I started watching because in the beginning; it mimicked so much of what I had felt when all this illness started in my body, or at least when we first figured something wasn't quite right. I remember laying in the hospital bed after six weeks and being told they were going to transfer me to UCLA in Santa Monica and saying something like, "Really? It's that serious?" as though the previous six weeks hadn't clued me into that. I just couldn't fathom that anything I had happening to me physically could be that serious.
But it was/is that serious. A lot of people die from this so quickly they never find out what's wrong with them until the coroner tells their family.
So, tonight, this character starts talking about dropping the past and letting it go and it reminded me of a recent report on NPR about a new procedure they had come up with so that people could forget horrible bits of their lives (rape, abuse, etc. - although, I knew already that if the abuse is bad enough, you don't need no stinkin' laser to help you forget. Your gorgeous brain will do the honors for you.).

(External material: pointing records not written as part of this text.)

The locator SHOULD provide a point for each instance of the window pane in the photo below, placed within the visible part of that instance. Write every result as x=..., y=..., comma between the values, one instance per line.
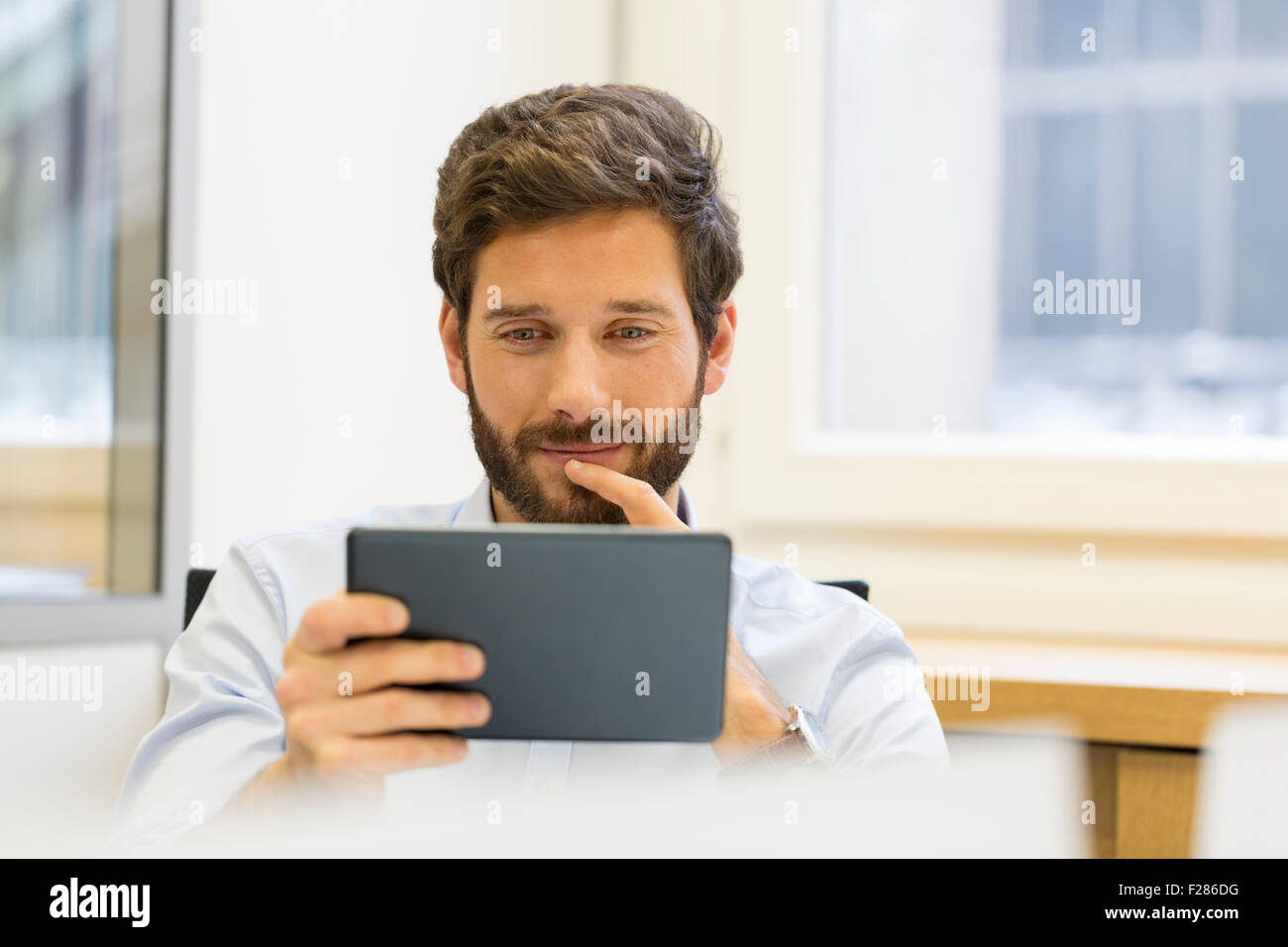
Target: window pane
x=1261, y=221
x=1138, y=283
x=1263, y=27
x=78, y=347
x=1170, y=29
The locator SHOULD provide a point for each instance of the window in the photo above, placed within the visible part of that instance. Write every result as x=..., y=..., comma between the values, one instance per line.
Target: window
x=1125, y=154
x=82, y=150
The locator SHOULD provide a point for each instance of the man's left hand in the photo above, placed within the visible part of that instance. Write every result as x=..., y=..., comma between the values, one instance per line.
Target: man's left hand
x=754, y=715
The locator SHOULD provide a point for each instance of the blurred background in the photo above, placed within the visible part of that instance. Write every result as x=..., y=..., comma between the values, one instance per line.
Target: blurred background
x=1089, y=510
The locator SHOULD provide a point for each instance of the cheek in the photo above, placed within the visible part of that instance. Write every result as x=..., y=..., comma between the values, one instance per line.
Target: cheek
x=502, y=390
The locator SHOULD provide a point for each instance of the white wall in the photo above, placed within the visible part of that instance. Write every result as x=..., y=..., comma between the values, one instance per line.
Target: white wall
x=346, y=335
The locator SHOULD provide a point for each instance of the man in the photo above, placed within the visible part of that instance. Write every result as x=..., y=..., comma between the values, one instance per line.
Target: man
x=587, y=257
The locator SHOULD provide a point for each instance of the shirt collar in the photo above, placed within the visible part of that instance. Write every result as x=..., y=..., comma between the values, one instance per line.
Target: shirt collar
x=477, y=509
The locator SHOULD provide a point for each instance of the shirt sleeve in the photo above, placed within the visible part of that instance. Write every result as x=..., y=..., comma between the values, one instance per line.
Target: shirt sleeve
x=222, y=723
x=876, y=709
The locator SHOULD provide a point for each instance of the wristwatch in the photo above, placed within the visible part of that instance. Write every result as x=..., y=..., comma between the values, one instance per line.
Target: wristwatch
x=804, y=744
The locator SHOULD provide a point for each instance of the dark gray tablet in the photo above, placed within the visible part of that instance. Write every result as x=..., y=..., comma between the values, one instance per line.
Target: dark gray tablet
x=590, y=633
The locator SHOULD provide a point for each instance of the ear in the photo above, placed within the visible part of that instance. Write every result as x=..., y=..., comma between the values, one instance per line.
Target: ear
x=450, y=331
x=721, y=348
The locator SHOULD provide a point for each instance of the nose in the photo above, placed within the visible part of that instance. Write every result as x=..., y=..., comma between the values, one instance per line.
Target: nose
x=578, y=384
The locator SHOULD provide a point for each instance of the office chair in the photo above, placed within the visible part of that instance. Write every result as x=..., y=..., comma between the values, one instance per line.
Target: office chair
x=198, y=579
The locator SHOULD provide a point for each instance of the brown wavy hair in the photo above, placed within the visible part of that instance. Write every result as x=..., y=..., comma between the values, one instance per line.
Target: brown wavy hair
x=571, y=150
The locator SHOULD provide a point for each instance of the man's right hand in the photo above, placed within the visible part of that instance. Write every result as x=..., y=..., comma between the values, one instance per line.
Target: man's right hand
x=348, y=703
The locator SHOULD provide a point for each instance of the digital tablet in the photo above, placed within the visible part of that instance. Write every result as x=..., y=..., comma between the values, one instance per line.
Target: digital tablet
x=590, y=633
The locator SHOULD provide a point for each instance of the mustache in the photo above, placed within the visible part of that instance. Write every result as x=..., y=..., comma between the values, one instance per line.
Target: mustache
x=531, y=437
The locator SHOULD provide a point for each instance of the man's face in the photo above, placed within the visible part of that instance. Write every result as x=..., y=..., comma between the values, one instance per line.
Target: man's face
x=565, y=321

Anyway, I though what an awful idea. Sure, it might help you forget some atrocities you saw in Kabul or most of junior high, but didn't it also erase some of the very things that made us who we are at the moment, some years later? Didn't it also put us at risk to have it happen again? Like, if you can't remember the event, can you not remember the person who did whatever to you? And then, what happens when you turn the corner and the dude is there in your face? You don't recognize him so you don't run. But he recognizes you. And you ain't carrying around no sign, lady, saying you paid to ditch these memories...

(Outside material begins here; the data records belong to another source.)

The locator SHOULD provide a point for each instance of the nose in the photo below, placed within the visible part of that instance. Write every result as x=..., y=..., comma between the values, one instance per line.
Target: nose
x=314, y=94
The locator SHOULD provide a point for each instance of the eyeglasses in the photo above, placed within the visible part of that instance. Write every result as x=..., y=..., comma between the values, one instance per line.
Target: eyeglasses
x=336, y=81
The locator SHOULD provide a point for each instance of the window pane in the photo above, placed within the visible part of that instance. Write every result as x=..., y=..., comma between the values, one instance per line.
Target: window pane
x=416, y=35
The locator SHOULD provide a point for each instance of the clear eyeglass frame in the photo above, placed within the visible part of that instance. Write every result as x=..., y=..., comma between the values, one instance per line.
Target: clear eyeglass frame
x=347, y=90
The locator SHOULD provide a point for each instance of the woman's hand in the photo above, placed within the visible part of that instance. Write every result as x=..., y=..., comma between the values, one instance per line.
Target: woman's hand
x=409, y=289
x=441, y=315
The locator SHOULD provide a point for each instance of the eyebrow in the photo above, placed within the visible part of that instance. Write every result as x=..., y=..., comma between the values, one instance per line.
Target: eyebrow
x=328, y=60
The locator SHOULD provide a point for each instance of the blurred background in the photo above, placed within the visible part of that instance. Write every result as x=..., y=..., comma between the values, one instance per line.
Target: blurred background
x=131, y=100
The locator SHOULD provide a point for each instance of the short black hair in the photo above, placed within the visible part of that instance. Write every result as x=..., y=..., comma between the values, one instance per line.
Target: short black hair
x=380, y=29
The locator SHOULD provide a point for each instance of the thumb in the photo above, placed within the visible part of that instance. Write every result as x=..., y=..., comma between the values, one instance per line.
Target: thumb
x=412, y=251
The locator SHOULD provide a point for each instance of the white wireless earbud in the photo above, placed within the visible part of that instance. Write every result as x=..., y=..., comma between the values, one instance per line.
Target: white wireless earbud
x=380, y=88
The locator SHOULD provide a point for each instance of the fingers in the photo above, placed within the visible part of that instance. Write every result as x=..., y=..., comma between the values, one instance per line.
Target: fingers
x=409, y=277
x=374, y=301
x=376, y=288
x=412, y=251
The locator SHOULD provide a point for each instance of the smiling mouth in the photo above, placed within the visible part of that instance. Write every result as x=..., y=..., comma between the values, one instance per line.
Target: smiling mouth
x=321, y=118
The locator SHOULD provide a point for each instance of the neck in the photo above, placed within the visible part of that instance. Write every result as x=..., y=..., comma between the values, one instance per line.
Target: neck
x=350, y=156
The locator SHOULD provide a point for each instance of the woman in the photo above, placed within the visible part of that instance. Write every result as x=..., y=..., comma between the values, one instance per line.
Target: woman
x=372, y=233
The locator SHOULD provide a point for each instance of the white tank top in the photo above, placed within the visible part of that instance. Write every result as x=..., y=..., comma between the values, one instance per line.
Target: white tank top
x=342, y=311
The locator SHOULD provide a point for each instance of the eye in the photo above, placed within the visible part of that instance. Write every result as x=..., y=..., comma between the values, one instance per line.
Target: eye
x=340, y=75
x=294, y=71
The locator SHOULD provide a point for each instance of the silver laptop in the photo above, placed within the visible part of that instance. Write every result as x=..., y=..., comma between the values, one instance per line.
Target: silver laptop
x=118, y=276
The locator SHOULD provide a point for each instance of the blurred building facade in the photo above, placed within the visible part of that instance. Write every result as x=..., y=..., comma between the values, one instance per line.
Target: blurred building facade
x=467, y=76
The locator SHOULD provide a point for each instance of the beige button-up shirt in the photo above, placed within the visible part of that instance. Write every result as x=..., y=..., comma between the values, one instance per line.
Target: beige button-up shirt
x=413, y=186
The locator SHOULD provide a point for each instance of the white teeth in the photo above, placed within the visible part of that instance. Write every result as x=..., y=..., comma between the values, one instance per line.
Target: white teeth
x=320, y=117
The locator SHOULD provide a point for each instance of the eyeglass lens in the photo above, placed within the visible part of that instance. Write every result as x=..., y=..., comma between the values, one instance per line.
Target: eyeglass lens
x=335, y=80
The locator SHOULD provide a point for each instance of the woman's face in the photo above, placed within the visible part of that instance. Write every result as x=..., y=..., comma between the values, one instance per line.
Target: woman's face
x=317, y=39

And what about that book you were going to write about what happened to you, turning yourself into the material of a fictional family? You're not going to write that because you don't remember it now. So what happened, Mr. George Bailey, when you're not there to write that book that some women need to read so they can recognize themselves on the page and finally leave the men who are using their words, fingers, and fists to reshape their insides and outsides? What then?
Sure, I think these scientists have their hearts in the right place. They want to rid us of the pains of these experiences. But when I burned my hand in a fire, I learned not to do it again. Take that away, that memory, and I might do it over and over again, and yet wonder where the first scar came from.
Dropping the baggage of my past, eternally erasing my past to make an exceptionally clean mind... these things I do only if to erase myself, not physically, but mentally. And really, what's the point if I'm truly not here?